Can Paris St-Germain challenge Bordeaux for the Ligue 1 title?
Going into the 2009-2010 season, all the talk was about Bordeaux, Lyon and, of course, Marseille. These teams were expected to dominate the season, and so far, they have. But was there another team that can sneak in? Is there a team that maybe has a chance of taking away the title away from Les Girondins?
Possbily…and that team is Paris Saint-Germain.
I know, I know, I have been someone who has knocked PSG for some time. I have said that they, along with Monaco, have been the pretending snobs of Ligue 1. Everyone expects them to do something every season, like win the title. And I have always said that the club and many fans have the attitude of “we are the best in Ligue 1.” And yet every season they fall short. Since the 2003-2004 season, PSG has looked quite horrible. Two years ago, they had to fight being relegated.

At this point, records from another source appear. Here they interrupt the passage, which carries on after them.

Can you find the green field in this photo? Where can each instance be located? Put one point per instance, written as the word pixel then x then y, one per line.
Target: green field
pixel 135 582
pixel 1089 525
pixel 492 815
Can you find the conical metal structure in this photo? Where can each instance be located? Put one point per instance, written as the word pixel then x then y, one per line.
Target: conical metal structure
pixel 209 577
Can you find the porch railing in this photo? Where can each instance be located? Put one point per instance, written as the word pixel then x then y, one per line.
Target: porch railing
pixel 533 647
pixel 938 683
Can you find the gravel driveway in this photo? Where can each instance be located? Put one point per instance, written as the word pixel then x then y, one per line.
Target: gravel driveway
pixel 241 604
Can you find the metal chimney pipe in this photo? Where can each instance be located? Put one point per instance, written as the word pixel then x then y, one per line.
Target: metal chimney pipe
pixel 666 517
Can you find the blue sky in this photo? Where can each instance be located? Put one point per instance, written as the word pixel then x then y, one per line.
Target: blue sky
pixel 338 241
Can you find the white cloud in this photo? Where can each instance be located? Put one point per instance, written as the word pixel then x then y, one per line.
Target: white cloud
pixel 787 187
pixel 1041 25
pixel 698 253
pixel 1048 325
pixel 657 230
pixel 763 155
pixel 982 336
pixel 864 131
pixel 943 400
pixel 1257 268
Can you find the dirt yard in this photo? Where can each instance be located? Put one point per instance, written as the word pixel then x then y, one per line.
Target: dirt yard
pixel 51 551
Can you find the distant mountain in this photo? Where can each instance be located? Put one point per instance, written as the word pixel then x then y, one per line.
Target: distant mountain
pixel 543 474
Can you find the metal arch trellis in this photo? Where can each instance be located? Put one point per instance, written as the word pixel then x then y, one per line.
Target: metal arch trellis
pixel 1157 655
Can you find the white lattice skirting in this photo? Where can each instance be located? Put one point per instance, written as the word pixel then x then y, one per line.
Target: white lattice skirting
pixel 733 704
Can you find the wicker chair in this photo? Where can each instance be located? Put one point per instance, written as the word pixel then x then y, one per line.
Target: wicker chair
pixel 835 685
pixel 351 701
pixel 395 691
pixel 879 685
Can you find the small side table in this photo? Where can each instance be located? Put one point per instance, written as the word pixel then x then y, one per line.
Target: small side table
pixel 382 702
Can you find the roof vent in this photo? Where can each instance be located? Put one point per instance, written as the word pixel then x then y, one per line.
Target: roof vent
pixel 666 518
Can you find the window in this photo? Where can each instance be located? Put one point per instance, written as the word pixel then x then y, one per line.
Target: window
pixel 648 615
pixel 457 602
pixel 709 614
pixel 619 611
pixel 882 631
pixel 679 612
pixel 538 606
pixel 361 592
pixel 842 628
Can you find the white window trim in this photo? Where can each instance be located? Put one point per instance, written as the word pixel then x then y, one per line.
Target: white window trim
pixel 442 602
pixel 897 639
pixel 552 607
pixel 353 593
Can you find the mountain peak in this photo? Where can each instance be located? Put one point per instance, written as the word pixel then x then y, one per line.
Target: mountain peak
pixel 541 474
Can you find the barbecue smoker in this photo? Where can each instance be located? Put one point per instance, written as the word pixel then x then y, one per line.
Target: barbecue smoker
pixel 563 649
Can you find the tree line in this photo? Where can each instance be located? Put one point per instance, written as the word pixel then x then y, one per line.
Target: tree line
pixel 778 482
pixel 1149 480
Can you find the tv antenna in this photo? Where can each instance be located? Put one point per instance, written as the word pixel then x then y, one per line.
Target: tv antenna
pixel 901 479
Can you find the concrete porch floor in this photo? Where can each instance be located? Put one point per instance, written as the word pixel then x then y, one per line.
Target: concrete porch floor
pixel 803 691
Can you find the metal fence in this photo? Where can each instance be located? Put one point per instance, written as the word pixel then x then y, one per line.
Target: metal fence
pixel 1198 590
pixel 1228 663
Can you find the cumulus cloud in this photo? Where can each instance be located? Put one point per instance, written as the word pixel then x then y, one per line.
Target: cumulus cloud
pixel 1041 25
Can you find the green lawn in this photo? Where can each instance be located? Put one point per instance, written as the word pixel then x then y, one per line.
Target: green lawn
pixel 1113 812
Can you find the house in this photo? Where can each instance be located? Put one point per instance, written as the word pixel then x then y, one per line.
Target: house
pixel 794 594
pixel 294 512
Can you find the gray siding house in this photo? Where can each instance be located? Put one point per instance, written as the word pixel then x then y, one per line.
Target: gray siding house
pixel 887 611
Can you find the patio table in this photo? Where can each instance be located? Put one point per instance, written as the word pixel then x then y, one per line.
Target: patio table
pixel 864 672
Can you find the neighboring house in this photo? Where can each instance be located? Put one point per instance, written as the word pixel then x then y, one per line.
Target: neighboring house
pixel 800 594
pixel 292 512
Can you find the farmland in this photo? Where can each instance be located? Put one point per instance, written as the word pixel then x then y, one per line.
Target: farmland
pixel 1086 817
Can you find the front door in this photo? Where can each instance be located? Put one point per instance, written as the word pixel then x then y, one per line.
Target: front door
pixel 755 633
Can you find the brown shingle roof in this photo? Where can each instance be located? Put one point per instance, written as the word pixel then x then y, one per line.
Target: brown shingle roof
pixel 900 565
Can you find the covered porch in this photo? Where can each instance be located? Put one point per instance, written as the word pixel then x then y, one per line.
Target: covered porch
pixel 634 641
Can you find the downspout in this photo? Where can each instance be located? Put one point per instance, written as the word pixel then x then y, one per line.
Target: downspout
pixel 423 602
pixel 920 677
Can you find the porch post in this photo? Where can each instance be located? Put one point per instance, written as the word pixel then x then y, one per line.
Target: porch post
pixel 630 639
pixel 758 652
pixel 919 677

But this year seems different. This year they have looked really good and have to be quite happy with their current form of play. Yes, they did lose to AS Monaco two weeks ago, but if anyone watched that game, PSG could have won the match (and maybe should have) as much as Monaco did win it.
So can PSG continue to impress this year? We shall see.
Transfer cup play success to Ligue 1 wins.
They will have to change the way that they run things compared to have they have done things in the past. And one of those changes will be to work as hard in Ligue 1 as they do in cup play. If anyone follows PSG, they seem to do well in Ligue 1 until it is time to start doing domestic cup play. After that point, PSG seems to fall apart in the league, while doing quite successfully in their cup runs. Therefore, we know that they know how to win, but they need to do it in both Ligue 1 and cup play. If they played as well in Ligue 1 as they have in cup play, they would have been in European competition a few of those years.
Transfers in outweigh transfers out
How a team plays the transfer market can determine how a team plays, especially in Ligue 1. Unlike other league, which keep players for years and years, Ligue 1 has a tendency of drastically changing their teams year after year because foreign clubs come in and offer huge sums of money to the smaller French clubs and large contracts to their players.
Therefore, who a team brings in and how they play as a new team can determine how they will play the season.
The first big signing to PSG has to be manager, and former PSG player, Antoine Kombouaré. In his managing career, Kombouaré had done a great job promoting Valencienne to Ligue 1 and keeping them out of the regulation zone since then. A bit of a hot-head though, Kombouaré knows what it takes to fire up his players, and their passionate play on the field so far has shown that, even from players that are new to the team.
On the field, PSG brought in a number of good players that have already shown what they are capable of. Until his injury last week, Turkish striker Mevlüt Erdinç has shown his impact offensively. Also, former Lorient player Christophe Jallet has also, oddly, shown his scoring ability as well. Could this ex-defender be the offensive threat on the left side while Stéphane Sessegnon serves a two-game suspension? Maybe.
With the addition of these players, PSG has done a good job of spreading the ball around and creating scoring opportunities throughout the field. Unlike a team like Toulouse, where most of their scoring chances usually center around Andre-Pierre Gignac (even though they do have great offensive players like Didot and Braaten), Paris Saint-Germain makes it hard for opposing defenses to predict their moves. This seems to be a system that PSG have executed quite successfully, while Marseille have not.
But the biggest transfer into the team has to be Gregory Coupet. I have emphasised in the past that what makes a team successful is the leadership on the field. Zidane showed that quality throughout his years of playing for France, and something that the current national team seems to be lacking (sorry Theirry). With Coupet, they have added a player that is highly respected around the French football community and that is a good on field leader, even if he happens to be in goal. Therefore, PSG have two great on-field generals in Claude Makélélé and, now, Gregory Coupet.
Don’t get me wrong, I have always thought that Mickaël Landreau was a quality goaltender and should have had more chances on the French national team, but Coupet brings a lot more leadership to the goaltending role.
Sunday will tell the tale.
Sunday is it. Sunday is when PSG have to make their statement against a Lyon team that has looked quite strong this season. If they can defeat Lyon at home, then they have a great chance to show the league that this team is for real.
But they do have to win. Two weeks ago, Bordeaux and Marseille played to a scoreless draw. And I said in a post a few weeks ago that if Marseille want to be considered title-contenders, then they have to beat the current champions at home, and they didn’t.
The same thing goes for PSG. They need to beat Lyon at home. Still, if they end up with a draw, it won’t be as bad for PSG as it is for Marseille because nobody put PSG in this position at the beginning of the season anyway. Still, if they do win, this would hopefully give the Paris side enough momentum to get past the next few matches, which are against good quality, mid-table teams (Toulouse, Nancy, Lorient) that can always give top teams quite a scare.
So, are PSG ready to be put in the spotlight? I think so. After years and years of ‘acting’ like they could be title contenders, this year they actually look like they ‘could’ be title contenders.